Wednesday, 17 April 2024

Earlier and Middle Stone Age tools from Egypt's Eastern Desert.

During the Pleistocene interglacial phases, Hominin and Human groups migrated out of Africa and into Asia through Egypt. For a long while it was presumed that the main route of migration was along the Nile, but in recent years it has become increasingly apparent that the Eastern Desert was also a significant migration route, although little is known about the populations that inhabited this region.

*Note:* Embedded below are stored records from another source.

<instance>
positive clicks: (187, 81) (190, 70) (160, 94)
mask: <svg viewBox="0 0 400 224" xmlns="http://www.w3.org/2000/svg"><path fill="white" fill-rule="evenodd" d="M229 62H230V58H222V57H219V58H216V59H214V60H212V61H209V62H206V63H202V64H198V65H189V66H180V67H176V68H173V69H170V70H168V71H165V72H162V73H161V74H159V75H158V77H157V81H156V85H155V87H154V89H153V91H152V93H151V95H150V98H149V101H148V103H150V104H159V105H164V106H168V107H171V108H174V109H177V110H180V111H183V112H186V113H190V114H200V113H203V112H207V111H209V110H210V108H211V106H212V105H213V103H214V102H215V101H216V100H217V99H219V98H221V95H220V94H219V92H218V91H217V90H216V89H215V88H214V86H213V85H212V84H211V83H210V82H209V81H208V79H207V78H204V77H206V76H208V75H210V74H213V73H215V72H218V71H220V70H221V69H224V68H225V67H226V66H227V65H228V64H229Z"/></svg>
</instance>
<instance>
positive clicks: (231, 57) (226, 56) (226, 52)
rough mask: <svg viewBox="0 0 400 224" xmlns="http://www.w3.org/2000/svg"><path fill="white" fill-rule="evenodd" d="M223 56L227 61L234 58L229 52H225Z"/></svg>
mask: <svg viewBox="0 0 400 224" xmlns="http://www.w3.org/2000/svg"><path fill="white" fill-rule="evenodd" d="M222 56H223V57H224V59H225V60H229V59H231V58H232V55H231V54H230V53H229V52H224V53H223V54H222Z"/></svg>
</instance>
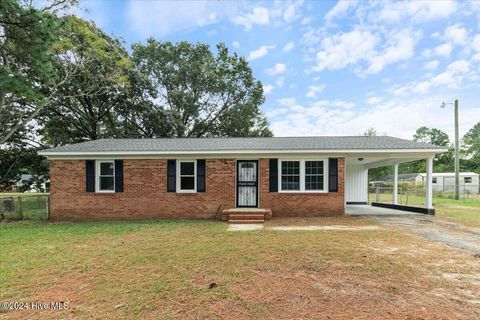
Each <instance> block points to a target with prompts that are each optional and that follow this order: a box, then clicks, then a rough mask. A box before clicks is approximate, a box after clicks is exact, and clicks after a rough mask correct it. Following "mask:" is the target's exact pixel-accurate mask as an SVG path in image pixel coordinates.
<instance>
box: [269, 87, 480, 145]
mask: <svg viewBox="0 0 480 320" xmlns="http://www.w3.org/2000/svg"><path fill="white" fill-rule="evenodd" d="M443 99H445V97H439V96H428V97H424V98H422V99H418V98H416V97H415V98H412V99H406V100H404V99H388V100H386V101H385V102H383V103H381V102H379V103H377V104H374V105H372V106H369V107H366V108H361V109H359V108H353V106H355V105H354V104H353V103H350V102H346V101H342V100H334V101H331V100H320V101H314V102H312V103H310V104H308V105H302V104H300V103H298V102H297V101H295V99H292V98H286V99H284V100H285V101H282V103H280V101H279V103H280V105H281V107H280V108H279V110H281V112H278V113H277V112H274V111H275V110H273V112H271V113H267V116H268V117H269V121H270V123H271V126H272V129H273V132H274V134H275V136H312V135H359V134H361V133H362V132H365V130H367V129H368V128H375V129H376V130H377V131H378V132H385V133H387V134H388V135H391V136H397V137H401V138H406V139H412V136H413V134H414V133H415V130H416V129H417V128H419V127H421V126H427V127H435V128H442V130H445V131H446V132H447V133H448V134H450V135H452V134H453V121H452V120H451V119H452V118H451V112H453V110H445V109H440V107H439V105H440V103H441V101H442V100H443ZM345 106H347V107H345ZM478 114H480V108H470V109H464V110H462V114H461V118H460V121H461V123H462V129H463V130H462V131H463V132H462V134H464V133H465V130H468V129H469V128H471V127H472V126H473V125H474V124H475V123H476V122H477V121H478V116H477V115H478Z"/></svg>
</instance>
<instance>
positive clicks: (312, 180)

In a paper published in the journal AntiquityAlice Leplongeon of the Center for Archaeological Research of Landscapes at KU Leuven, the Department of Anthropology at the University of Connecticut, and Histoire Naturelle de l’Homme Préhistorique and the Muséum National d’Histoire Naturelle at the Université de Perpignan Via DomitiaMaxence Bailly of the Maison méditerranéenne des sciences de l’homme at Aix Marseille Université, and Gwenola Graff of the Département Homme et Environnement at the Muséum national d’Histoire naturelle, report on a series of new Earlier Stone Age and Middle Stone Age finds in the Wadi Abu Subeira area of the Eastern Desert.

During 2022, Leplongeon et al. mapped 22 new sites, including single artefact sites, sites with scatters of stone tools, and workshops where stone was worked.  All were found either on plateaux tops or plateaux slopes, never in the wadis that separate the plateaux The isolated tools included a large symmetrical handaxe and a cleaver made from coarse ferruginous sandstone. Scatters of artefacts appear to have no pattern to them; the largest being over 500 m long, with an artefact density of between 0 and 10 artefacts per square meter. Tools were made from a variety of rock types, including quartz, silicified wood, silicified sandstone and chert. Of these, only quartz was available in the immediate area, although the other materials could often be found in wadi bottoms or on nearby plateaux. The items were a mixture of Earlier Stone Age tools, such as large axes, and Middle Stone Age tools, such as Levallois cores, probably representing an accumulation of items which had built up over a long period of time, and reflecting several distinct phases of occupation at the same sites, as well as, in places, accumulations of items caused by erosion.

Earlier Stone Age isolated finds: (A) & (B) context and photograph of cleaver L652; (C) & (D) handaxe L672. Leplongeon et al. (2024).

Leplongeon et al. identified five workshops where stone tools were manufactured, each comprising an accumulation of lithic artefacts next to a ferruginous sandstone, although the nature of this sandstone otherwise varied considerably. The highest density of artifacts was found at a workshop on a site referred to as the 'Leaf Plateaux', where there were more than 50 artefacts per meter squared, adjacent to outcrops of fine-grained red and yellow ferruginous sandstone. Blocks of material had apparently been broken from the outcrops, then reduced using a variety of knapping techniques. These include several Levallois cores, as well as blade cores and a few retouched tools including two bifacial points, indicating that this site is of Middle Stone Age origin. 

Middle Stone Age lithic workshop (L618-623). Overview (A) and detail (B) of an area of the workshop; (C) extraction face; (D) Levallois core; (E) bifacial point. Leplongeon et al. (2024).

About 800 m to the east of this Middle Stone Age workshop, an outcrop of a coarser type of ferruginous sandstone, another workshop yielded several large centripetally flaked cores and several handaxes and preforms. All of the artefacts here had a dark desert varnish (indicating age), and appeared attributable to an Acheulean technology. Acheulean sites are rare in northeast Africa, making this a significant discovery.

Earlier Stone Age lithic workshop (L602–603). (A) overview of the site with the two main concentrations of artefacts; (B) detail of area 2; (C) large centripetal core; (D) handaxe preform. Leplongeon et al. (2024).

The presence of two workshops from very different periods shows repeated utilisation of outcrops in the area by different waves of inhabitants, but also that these different peoples with different technologies selected slightly different types of stone as most ideal for their purposes. Notably, workshops and artefact clusters appear to be particularly connected to outcrops of the Nubia Sandstone and in particular the Timsah Formation, suggesting that ancient inhabitants of the Wadi Abu Subeira were capable of following a particular geological formation, apparently for the workable qualities of this material.